- Representative:
|  | Michael Sarge Pollock R–Campbellsville |
since November 29, 2021
- Registration: 51.0% Republican 41.3% Democratic 7.3% No party preference
- Demographics: 87.2% White 5.9% Black 3.3% Hispanic 0.8% Asian 2.8% Multiracial
- Population (2024): 46,146
- Registered voters (2026): 32,168

= Kentucky's 51st House of Representatives district =

American legislative district

Kentucky's 51st House of Representatives district is one of 100 districts in the Kentucky House of Representatives. Located in the central part of the state, it comprises Marion and Taylor Counties. It has been represented by Michael Sarge Pollock (R–Campbellsville) since 2021. As of 2024, the district had a population of 46,146.

== Voter registration ==
On January 1, 2026, the district had 32,168 registered voters, who were registered with the following parties.

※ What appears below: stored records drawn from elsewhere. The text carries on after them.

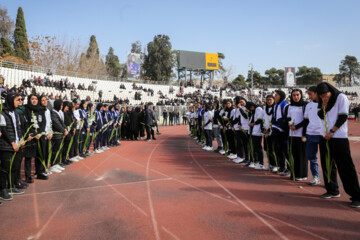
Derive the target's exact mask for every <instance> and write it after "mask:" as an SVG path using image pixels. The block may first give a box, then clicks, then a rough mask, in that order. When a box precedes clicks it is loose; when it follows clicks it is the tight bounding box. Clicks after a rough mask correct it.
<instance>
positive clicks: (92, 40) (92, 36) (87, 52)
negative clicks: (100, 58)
mask: <svg viewBox="0 0 360 240" xmlns="http://www.w3.org/2000/svg"><path fill="white" fill-rule="evenodd" d="M99 54H100V51H99V47H98V44H97V41H96V37H95V36H94V35H91V37H90V43H89V47H88V50H87V51H86V58H88V59H89V58H97V59H98V58H99Z"/></svg>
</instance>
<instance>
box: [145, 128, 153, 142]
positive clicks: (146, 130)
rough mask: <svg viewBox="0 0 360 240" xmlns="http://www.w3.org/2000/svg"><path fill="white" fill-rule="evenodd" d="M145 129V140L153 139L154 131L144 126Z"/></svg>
mask: <svg viewBox="0 0 360 240" xmlns="http://www.w3.org/2000/svg"><path fill="white" fill-rule="evenodd" d="M145 129H146V139H150V136H151V137H152V138H153V139H154V138H155V136H154V130H153V129H152V127H150V126H145Z"/></svg>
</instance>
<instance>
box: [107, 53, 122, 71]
mask: <svg viewBox="0 0 360 240" xmlns="http://www.w3.org/2000/svg"><path fill="white" fill-rule="evenodd" d="M105 64H106V71H107V73H108V74H109V75H110V76H112V77H118V76H119V74H120V68H121V66H120V62H119V57H118V56H116V55H115V54H114V49H113V48H112V47H110V48H109V52H108V54H107V55H106V59H105Z"/></svg>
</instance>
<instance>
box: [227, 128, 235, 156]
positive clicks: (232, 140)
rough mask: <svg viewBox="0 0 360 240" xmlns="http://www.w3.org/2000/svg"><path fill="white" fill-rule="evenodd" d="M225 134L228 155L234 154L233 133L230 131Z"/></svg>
mask: <svg viewBox="0 0 360 240" xmlns="http://www.w3.org/2000/svg"><path fill="white" fill-rule="evenodd" d="M225 134H226V137H227V140H228V147H229V153H233V154H236V147H235V133H234V132H233V130H231V129H230V130H226V132H225Z"/></svg>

| Party |  | Registration |  |
| Voters | % |
|  | Republican | 16,394 | 50.96 |
|  | Democratic | 13,270 | 41.25 |
|  | Independent | 1,162 | 3.61 |
|  | Libertarian | 110 | 0.34 |
|  | Green | 19 | 0.06 |
|  | Constitution | 13 | 0.04 |
|  | Socialist Workers | 7 | 0.02 |
|  | Reform | 5 | 0.02 |
|  | "Other" | 1,188 | 3.69 |
| Total |  | 32,168 | 100.00 |

== List of members representing the district ==

Member: Party; Years; Electoral history; District location
Ray H. Altman (Campbellsville): Republican; January 1, 1987 – January 1, 1997; Elected in 1986. Reelected in 1988. Reelected in 1990. Reelected in 1992. Reelected in 1994. Retired.; 1985–1993 Green, Metcalfe (part), and Taylor Counties.
1993–1997 Green, Metcalfe (part), and Taylor Counties.
Ricky L. Cox (Campbellsville): Republican; January 1, 1997 – January 1, 2001; Elected in 1996. Reelected in 1998. Retired.; 1997–2003
Russ Mobley (Campbellsville): Republican; January 1, 2001 – January 1, 2009; Elected in 2000. Reelected in 2002. Reelected in 2004. Reelected in 2006. Retired.
2003–2015
John Carney (Campbellsville): Republican; January 1, 2009 – July 17, 2021; Elected in 2008. Reelected in 2010. Reelected in 2012. Reelected in 2014. Reelected in 2016. Reelected in 2018. Reelected in 2020. Died.
2015–2023
Michael Sarge Pollock (Campbellsville): Republican; November 29, 2021 – present; Elected to finish Carney's term. Reelected in 2022. Reelected in 2024.